Global Learning about Clean Water and Sanitation

The number 6 “Global Goal” decided by world leaders in 2015 was Clean Water and Sanitation. By 2030, the goal is that clean water and sanitation facilities will be available and properly managed for everyone. According to the United Nations, every 3 out of 10 people (which is equal to approximately 2.259 billion people) do not have access to safe and clean drinking water and every 6 out 10 people (which is equal to approximately 4.518 billion people) lack access to proper sanitation facilities. Lacking access to clean water and sanitation facilities causes diarrhoeal diseases, which over 800 children die from each day due to lack of access.

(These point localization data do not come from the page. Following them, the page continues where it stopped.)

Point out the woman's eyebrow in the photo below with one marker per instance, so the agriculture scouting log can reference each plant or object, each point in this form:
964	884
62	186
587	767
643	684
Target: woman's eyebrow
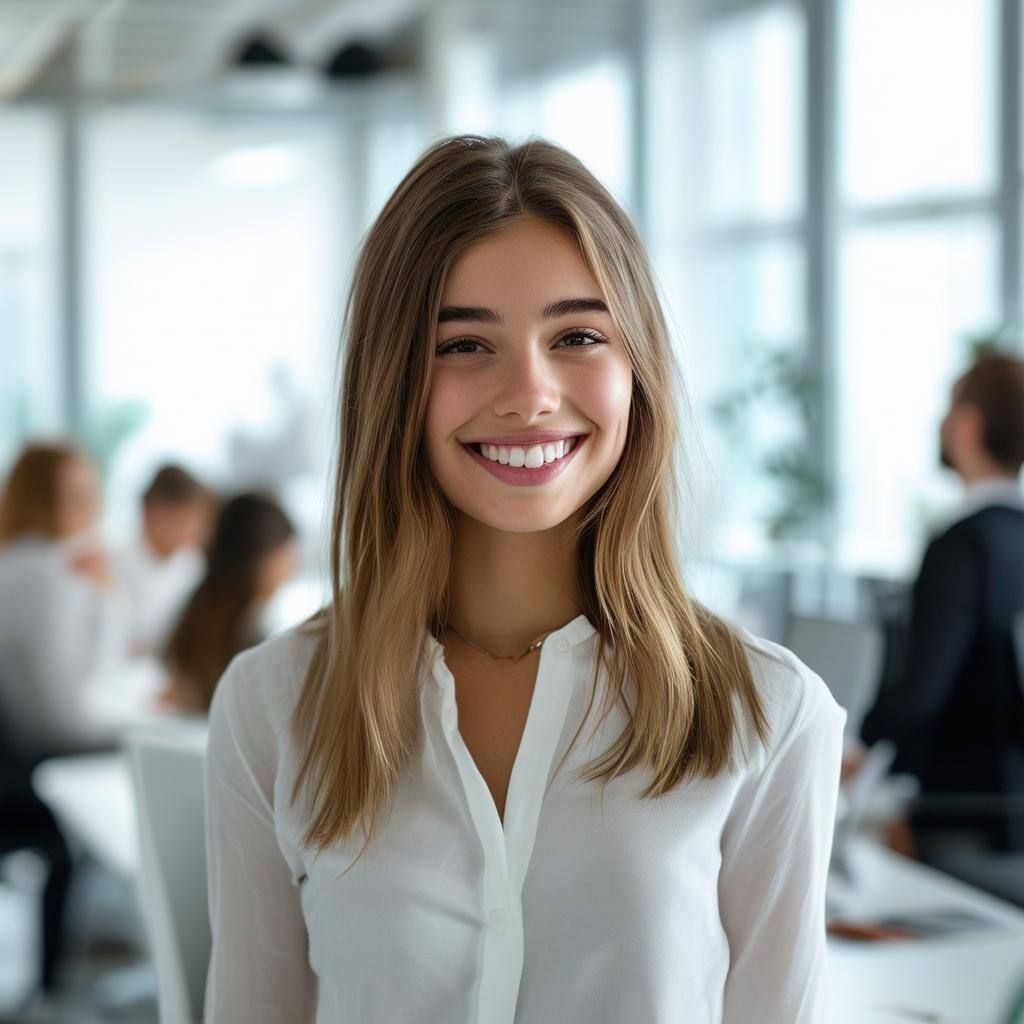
480	314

So what can we do? Simple lifestyle changes can make a difference. Water waste is a prevalent issue in America. The EPA estimates that household leaks alone generate water waste of about 180 gallons per week for the average American household. One load of laundry uses about 20 gallons, so the average American household is wasting the amount of water equivalent to 9 loads of laundry per week. This can be solved by simply checking for leaks, and replacing old faucets and showerheads with newer, more sustainable and efficient ones.  In addition, turning off the faucet when brushing one’s teeth can save 8 gallons of water per day. Turning off the faucet while shaving can save an additional 10 gallons of water per shave. Simple and minor lifestyle changes might seem insignificant on a daily basis, but if we stick to them, and encourage others to do the same, they will add up and make a real difference.

3 thoughts on “Global Learning about Clean Water and Sanitation

  1. I really enjoyed your post. Elly and Janet also spoke on the issue of water waste, conservation, and awareness of the issues and the facts. Clearly, I think that with better understanding of the issues and just how much effect one individual can have, positive and meaningful change can be implemented and be successful.

  2. I really enjoyed this post as well! I like your final paragraph about how to implement these changes at home. I think that people do not realize that even the smallest changes can make an impact on sustainability efforts as a whole. As you mentioned, simple tasks, such as turning off the faucet, can save a ton of water!